Still, the guidance does not appear to recognize, as a practical matter, that employers often seek to offer wages and benefits that are competitive with their peers. Some would argue that employers often seek to enhance their own compensation and benefits structures to ensure they are not at a competitive disadvantage in hiring the best employees. In such cases, sharing information about competitive wages actually may benefit employees.
An information exchange, such as a survey on compensation and benefits, can be lawful, according to the guidance. For example, the guidance noted that wage information may be exchanged where a neutral third party manages the exchange, the information is relatively old, or the information is presented to employers on an aggregated basis and cannot be linked to a particular employer.
According to the guidance, “naked” no-poaching agreements restrict employee mobility and effectively reduce compensation. The concerns apparently stem from litigation against technology firms, where the DOJ and private litigants alleged the companies had entered into agreements not to cold call or, in some cases, not to hire each other’s employees. Resolution of the DOJ actions involved consent orders entered by the applicable courts and high-dollar monetary payments.
While the guidance makes broad statements based on “naked” no-poaching agreements within the technology and healthcare sectors, it does not provide advice on the more familiar non-solicitation-of-employees agreements between competitors. For example:
- A consulting or staffing firm may send employees to work with a client and have the client agree that it will not hire such employees directly (“disintermediation”).
- In a potential merger, the acquiring company will have the opportunity to meet key employees of the selling company and the due diligence documents may restrict the acquiring company from hiring those employees for a period of time in the event the contemplated transaction fails.
- In litigation in which an employer alleges that a former executive breached contractual and possibly other obligations (e.g., trade secret), to avoid future disputes over contractual breaches or misuse of confidential information, resolution might involve an agreement that the executive’s new employer will not hire employees who reported to the executive at the previous employer.
The guidance does not shed light on any of these common situations. However, many of these situations arguably are not “naked” no-poaching agreements, as they have a legitimate purpose besides limiting competition for labor, and assuming they were narrowly tailored to appropriate circumstances.
The extent to which the Donald Trump Administration will expend resources to pursue the DOJ/FTC guidance remains to be seen. Nevertheless, the guidance highlights the continued importance of training managers. While it is addressed to human resources professionals, company managers also are frequently in positions in which they discuss compensation with other employers or negotiate agreements that might involve hiring restrictions. Broadened training for managers on how to handle these situations should be a priority. Further, human resources professionals should be cautious when discussing compensation and benefits in professional settings involving their peers from other organizations.

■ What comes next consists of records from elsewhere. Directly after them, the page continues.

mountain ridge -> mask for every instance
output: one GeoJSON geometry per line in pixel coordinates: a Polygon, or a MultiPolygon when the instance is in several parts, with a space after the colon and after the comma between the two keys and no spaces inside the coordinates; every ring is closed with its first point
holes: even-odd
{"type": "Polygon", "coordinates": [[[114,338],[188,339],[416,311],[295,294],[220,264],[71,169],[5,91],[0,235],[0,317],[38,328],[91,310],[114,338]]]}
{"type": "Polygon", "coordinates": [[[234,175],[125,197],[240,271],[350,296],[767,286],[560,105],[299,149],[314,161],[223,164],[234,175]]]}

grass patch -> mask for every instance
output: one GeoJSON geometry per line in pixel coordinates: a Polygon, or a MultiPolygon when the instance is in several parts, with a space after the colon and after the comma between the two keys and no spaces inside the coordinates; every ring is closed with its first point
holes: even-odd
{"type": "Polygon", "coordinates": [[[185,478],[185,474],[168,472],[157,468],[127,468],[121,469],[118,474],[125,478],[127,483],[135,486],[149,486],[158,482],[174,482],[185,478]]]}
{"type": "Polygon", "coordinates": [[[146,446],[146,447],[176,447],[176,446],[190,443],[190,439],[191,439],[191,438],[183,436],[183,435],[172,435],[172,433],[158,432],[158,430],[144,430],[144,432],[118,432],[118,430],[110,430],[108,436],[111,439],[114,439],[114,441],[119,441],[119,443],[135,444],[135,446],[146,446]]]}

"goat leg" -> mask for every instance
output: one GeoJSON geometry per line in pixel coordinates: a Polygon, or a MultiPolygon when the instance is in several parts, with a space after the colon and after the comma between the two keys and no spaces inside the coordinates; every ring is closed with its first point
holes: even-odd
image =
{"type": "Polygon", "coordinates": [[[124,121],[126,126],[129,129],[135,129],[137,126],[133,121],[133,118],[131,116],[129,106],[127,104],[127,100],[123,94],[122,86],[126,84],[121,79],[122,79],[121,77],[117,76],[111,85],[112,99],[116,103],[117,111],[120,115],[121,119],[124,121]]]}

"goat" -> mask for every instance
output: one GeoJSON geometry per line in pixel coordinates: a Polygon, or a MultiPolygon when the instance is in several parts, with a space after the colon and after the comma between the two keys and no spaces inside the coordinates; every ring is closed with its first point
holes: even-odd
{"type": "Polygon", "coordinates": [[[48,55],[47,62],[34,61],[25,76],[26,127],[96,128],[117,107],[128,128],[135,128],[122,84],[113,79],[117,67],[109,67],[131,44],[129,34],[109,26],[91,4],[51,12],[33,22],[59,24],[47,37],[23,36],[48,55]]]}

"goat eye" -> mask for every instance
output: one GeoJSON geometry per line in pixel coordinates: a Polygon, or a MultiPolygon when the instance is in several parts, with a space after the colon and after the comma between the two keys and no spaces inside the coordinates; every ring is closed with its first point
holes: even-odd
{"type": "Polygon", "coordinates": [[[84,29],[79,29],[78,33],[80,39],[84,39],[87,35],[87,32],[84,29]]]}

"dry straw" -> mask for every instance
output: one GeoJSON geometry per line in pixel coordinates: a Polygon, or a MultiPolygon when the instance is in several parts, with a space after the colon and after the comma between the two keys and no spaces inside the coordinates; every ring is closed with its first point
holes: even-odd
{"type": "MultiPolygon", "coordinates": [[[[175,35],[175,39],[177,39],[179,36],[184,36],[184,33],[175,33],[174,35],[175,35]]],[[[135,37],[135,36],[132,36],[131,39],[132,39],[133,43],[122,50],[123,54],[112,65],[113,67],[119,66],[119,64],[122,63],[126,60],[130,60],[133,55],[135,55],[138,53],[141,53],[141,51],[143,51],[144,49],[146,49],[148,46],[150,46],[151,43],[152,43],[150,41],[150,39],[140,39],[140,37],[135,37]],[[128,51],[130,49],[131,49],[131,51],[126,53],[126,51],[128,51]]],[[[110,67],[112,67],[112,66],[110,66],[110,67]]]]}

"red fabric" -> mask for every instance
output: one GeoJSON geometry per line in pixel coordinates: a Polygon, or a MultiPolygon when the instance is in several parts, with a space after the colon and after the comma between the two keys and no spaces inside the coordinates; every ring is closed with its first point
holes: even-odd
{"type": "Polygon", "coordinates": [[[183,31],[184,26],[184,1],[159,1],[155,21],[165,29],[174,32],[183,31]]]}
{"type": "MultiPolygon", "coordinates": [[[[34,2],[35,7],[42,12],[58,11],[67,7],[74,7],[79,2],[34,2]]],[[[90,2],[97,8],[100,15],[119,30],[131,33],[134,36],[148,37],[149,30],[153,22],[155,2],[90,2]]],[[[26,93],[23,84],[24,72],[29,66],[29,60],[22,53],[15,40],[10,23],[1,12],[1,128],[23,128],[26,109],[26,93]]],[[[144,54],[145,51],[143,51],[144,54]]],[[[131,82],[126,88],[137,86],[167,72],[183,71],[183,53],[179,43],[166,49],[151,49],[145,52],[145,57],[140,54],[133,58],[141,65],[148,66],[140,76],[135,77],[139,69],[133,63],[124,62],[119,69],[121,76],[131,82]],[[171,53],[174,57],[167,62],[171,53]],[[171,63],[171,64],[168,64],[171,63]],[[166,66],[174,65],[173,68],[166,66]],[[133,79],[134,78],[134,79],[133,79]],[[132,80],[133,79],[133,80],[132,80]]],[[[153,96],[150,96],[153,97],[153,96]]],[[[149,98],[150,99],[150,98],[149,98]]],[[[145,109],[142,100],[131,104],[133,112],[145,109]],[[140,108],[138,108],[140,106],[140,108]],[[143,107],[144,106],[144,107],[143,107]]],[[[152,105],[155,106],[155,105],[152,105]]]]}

Finally, the toughest issue arising from the guidance may be determining under what circumstances employers may agree not to hire or solicit employees from other employers. The guidance does not provide any instruction on what restrictions or circumstances may be appropriate in the eyes of the Department of Justice. Organizations entering into such agreements should consult counsel and ensure that their agreements are narrowly tailored to address legitimate business concerns.